New CBN Rule Limits POS Withdrawals


The Central Bank of Nigeria has quietly introduced a new rule capping how much money POS agents can allow customers to withdraw in a single day, just ₦100,000 per person, while the agents themselves will soon be barred from processing more than ₦1.2 million in total withdrawals each day. The directive, issued in mid-December and published shortly after, aims to clamp down on misuse and fraud in the cash-out ecosystem.


Banks, mobile money operators, and fintech companies are being told to reconfigure their systems immediately.

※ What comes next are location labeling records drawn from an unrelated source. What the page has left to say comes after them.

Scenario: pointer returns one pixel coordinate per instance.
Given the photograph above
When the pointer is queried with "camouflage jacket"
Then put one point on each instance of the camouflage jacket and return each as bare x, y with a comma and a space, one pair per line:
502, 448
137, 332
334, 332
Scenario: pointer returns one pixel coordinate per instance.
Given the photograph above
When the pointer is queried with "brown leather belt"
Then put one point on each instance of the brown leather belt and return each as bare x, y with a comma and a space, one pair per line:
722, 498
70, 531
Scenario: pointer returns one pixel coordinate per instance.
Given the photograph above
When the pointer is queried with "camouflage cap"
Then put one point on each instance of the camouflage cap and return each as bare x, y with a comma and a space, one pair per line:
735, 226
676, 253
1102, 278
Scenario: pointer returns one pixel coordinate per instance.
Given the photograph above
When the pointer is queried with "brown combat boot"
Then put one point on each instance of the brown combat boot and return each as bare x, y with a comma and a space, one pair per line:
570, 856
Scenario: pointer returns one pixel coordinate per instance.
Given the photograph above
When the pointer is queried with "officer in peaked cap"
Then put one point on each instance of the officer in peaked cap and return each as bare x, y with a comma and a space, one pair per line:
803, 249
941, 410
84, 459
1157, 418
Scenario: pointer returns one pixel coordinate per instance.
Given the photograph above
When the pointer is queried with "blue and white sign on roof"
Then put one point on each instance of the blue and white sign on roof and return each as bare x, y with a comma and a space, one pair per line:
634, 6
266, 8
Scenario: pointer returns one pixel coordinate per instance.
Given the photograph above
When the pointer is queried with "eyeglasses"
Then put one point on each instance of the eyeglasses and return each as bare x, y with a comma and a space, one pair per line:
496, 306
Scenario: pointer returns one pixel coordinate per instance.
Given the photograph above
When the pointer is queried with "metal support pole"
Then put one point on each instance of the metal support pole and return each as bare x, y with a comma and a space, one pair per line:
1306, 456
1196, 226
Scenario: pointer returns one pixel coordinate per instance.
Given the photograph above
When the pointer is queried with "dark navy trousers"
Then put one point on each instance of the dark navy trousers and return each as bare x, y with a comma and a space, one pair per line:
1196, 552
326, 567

Agent terminals must now be tied to dedicated “float accounts,” all transactions routed via approved agent banking services, and real-time reporting to relevant regulators becomes mandatory. Agents who breach these limits risk being blacklisted or shut down.


The move responds to growing concerns over how POS machines have been used to facilitate large cash siphons, laundering, and unmonitored movements in the informal economy. In public addresses, CBN officials have framed the change as a push toward greater financial inclusion — reducing cash, encouraging digital alternatives, and protecting both customers and service providers from illicit activity.


The rollout will be gradual. While the individual limit is immediate, full enforcement of the ₦1.2 million cap for agents and other technical provisions — like geo-tagging terminals or exclusivity clauses — is slated for April 2026. For now, everyday users will need to plan around the new ceilings, and agents will have to adapt rapidly to survive under tighter controls.